Evidence of unitranche’s growing popularity is everywhere. Earlier this month, Apax Partners signed a unitranche debt facility to support its €200m acquisition of French higher education provider INSEEC Group. More significantly, Barclays and BlueBay Asset Management’s Direct Lending Fund have announced they were joining forces to provide such loans to mid-caps in the UK.
Last year, only 24 unitranche deals were signed. But that was over twice as many as in 2012, according to debt adviser Altium.
The proponents of unitranche are delighted. Where sub-investment grade companies used to rely exclusively on complex debt structures, they now regularly opt to combine first and second lien credit facilities into a single debt instrument, with the entire loan subject to the same terms.
For small treasury teams, this simplification has obvious perks. Rather than obtain funding from several banks and countless investors in the capital markets, leveraged SMEs can obtain smaller amounts from only one or two partners. Mid-caps are able to raise the debt that they need, and no more, within a shorter lapse of time.
But as ever more leveraged companies turn to this simplified loan variant, corporate treasurers should bear in mind that for more ambitious projects, unitranche can only ever fall short.
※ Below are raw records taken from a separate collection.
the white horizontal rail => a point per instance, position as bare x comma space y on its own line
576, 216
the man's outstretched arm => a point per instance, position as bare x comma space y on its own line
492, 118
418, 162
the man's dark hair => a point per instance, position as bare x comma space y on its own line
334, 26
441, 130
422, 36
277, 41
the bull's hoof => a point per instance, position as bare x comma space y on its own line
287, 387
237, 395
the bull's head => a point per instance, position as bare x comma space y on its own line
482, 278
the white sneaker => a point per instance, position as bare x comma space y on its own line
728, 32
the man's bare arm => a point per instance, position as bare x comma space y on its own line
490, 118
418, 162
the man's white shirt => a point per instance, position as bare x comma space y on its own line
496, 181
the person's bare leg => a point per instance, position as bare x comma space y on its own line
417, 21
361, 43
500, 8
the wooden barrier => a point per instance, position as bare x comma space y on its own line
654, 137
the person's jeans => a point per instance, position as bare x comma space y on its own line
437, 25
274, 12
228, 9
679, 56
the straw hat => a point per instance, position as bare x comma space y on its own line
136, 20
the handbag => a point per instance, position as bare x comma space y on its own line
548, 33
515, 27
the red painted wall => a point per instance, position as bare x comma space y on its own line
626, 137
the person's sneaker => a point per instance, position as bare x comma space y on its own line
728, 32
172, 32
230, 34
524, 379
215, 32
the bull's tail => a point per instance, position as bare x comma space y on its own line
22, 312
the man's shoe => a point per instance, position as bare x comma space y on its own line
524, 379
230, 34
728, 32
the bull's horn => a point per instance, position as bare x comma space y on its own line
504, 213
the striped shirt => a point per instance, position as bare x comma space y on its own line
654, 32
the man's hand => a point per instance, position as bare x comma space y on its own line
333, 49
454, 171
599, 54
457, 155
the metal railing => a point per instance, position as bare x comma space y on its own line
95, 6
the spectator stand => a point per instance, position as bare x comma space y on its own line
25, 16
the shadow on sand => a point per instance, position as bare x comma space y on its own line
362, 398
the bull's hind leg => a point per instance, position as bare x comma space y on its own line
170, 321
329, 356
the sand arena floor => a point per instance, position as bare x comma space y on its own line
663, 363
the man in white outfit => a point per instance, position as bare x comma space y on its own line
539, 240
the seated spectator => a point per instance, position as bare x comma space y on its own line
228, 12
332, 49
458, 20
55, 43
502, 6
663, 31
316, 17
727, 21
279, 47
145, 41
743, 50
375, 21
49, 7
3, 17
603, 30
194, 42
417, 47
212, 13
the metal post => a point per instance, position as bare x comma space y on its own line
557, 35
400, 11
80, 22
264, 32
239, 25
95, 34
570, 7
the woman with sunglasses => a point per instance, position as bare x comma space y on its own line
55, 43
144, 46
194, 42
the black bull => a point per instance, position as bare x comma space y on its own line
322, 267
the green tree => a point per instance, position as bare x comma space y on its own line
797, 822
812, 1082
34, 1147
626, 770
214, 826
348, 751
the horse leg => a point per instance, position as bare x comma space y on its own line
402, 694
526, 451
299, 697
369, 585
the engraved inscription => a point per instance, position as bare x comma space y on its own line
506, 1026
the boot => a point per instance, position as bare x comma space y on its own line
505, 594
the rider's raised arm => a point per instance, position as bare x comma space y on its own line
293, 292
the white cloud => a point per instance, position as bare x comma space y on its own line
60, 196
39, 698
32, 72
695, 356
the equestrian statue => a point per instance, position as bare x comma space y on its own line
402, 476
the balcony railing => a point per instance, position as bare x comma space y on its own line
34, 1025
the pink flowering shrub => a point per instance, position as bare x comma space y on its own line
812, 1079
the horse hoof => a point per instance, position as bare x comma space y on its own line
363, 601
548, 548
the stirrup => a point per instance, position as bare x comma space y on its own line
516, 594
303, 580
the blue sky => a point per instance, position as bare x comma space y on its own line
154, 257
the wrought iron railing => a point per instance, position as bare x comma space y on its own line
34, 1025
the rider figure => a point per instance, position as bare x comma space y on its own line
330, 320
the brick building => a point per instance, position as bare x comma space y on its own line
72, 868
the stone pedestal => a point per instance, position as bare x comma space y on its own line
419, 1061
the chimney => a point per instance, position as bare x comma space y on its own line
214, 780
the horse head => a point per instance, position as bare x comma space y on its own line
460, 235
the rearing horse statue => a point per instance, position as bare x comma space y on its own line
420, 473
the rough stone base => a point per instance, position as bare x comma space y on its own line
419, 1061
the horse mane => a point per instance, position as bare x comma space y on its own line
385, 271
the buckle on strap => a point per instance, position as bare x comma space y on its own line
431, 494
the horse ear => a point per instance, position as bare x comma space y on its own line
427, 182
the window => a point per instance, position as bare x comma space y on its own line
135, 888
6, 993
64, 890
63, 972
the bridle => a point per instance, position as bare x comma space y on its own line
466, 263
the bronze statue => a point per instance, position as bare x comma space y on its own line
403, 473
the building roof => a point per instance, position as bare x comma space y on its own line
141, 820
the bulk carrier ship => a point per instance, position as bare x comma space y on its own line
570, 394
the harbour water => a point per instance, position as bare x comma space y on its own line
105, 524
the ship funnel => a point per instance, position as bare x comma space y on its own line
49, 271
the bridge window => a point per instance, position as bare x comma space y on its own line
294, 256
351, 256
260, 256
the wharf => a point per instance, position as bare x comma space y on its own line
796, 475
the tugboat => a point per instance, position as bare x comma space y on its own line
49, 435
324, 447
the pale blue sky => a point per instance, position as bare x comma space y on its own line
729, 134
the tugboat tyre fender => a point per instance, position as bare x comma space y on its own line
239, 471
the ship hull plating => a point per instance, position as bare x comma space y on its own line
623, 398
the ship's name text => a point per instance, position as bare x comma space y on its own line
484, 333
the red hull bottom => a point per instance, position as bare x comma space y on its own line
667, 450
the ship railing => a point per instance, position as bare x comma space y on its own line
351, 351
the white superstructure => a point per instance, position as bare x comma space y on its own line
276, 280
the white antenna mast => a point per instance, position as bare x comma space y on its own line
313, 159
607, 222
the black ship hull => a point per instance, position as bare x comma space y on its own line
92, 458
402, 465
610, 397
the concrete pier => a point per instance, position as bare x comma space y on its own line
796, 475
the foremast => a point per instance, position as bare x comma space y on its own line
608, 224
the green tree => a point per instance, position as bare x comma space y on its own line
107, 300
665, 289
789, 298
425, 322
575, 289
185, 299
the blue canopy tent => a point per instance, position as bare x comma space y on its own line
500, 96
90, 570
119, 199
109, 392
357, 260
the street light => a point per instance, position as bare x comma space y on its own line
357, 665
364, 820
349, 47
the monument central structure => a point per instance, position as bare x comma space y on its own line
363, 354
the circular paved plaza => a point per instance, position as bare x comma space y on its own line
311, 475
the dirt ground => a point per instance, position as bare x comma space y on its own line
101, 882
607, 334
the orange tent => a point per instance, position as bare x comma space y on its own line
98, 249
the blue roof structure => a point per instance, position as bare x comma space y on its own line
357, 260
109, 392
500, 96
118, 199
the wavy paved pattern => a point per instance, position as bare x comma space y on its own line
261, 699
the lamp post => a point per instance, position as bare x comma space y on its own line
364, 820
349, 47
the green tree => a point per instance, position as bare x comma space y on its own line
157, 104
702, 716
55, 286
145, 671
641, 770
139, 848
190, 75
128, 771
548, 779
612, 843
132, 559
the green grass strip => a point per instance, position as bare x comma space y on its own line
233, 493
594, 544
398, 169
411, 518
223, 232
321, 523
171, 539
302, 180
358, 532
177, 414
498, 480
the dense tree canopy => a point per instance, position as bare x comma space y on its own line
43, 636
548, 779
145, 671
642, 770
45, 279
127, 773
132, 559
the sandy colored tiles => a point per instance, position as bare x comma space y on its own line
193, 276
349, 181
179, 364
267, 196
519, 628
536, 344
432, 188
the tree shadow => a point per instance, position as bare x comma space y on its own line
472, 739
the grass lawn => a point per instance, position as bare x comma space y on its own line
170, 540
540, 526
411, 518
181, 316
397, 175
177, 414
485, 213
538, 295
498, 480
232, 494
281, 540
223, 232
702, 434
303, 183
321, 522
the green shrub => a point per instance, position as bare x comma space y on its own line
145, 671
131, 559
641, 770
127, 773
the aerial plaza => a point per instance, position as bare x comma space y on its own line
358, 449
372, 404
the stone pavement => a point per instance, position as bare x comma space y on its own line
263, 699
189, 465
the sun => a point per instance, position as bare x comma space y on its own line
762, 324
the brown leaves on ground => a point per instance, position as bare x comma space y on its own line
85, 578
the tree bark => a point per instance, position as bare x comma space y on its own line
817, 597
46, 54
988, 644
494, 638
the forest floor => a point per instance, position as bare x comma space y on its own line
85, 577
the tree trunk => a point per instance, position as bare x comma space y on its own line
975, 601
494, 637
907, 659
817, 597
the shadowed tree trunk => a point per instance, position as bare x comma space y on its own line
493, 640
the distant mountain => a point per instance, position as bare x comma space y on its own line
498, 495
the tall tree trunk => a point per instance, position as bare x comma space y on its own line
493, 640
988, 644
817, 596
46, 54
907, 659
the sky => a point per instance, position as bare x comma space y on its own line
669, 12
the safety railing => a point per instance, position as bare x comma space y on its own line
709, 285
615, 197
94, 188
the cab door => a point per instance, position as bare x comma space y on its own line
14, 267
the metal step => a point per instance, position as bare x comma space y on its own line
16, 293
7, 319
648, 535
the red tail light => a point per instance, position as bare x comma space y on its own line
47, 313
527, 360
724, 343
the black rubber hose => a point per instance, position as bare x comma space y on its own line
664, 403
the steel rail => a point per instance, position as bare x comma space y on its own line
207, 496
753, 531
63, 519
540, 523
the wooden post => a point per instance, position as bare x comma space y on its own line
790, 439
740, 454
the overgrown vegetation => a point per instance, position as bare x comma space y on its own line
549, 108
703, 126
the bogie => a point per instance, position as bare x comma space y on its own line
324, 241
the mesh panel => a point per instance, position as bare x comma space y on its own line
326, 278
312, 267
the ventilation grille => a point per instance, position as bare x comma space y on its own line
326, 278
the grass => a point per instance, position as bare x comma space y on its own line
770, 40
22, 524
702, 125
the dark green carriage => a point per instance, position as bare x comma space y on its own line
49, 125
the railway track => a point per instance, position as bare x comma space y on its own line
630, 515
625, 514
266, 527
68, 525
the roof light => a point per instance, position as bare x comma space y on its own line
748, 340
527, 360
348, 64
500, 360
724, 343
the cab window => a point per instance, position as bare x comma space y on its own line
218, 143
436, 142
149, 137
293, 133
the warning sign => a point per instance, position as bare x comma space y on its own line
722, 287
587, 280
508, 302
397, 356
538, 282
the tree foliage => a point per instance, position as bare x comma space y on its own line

Barclays’ partnership with BlueBay, for instance, will provide debt of no more than £120m. And pricing on such debt is, by all accounts, substantially higher than on traditional leveraged loans.
But these setbacks should not discourage corporate treasurers, banks and institutional investors from considering involvement in this growing market. Unitranche debt provides a solution for SME financing. Some have already tried it. Many more should follow suit.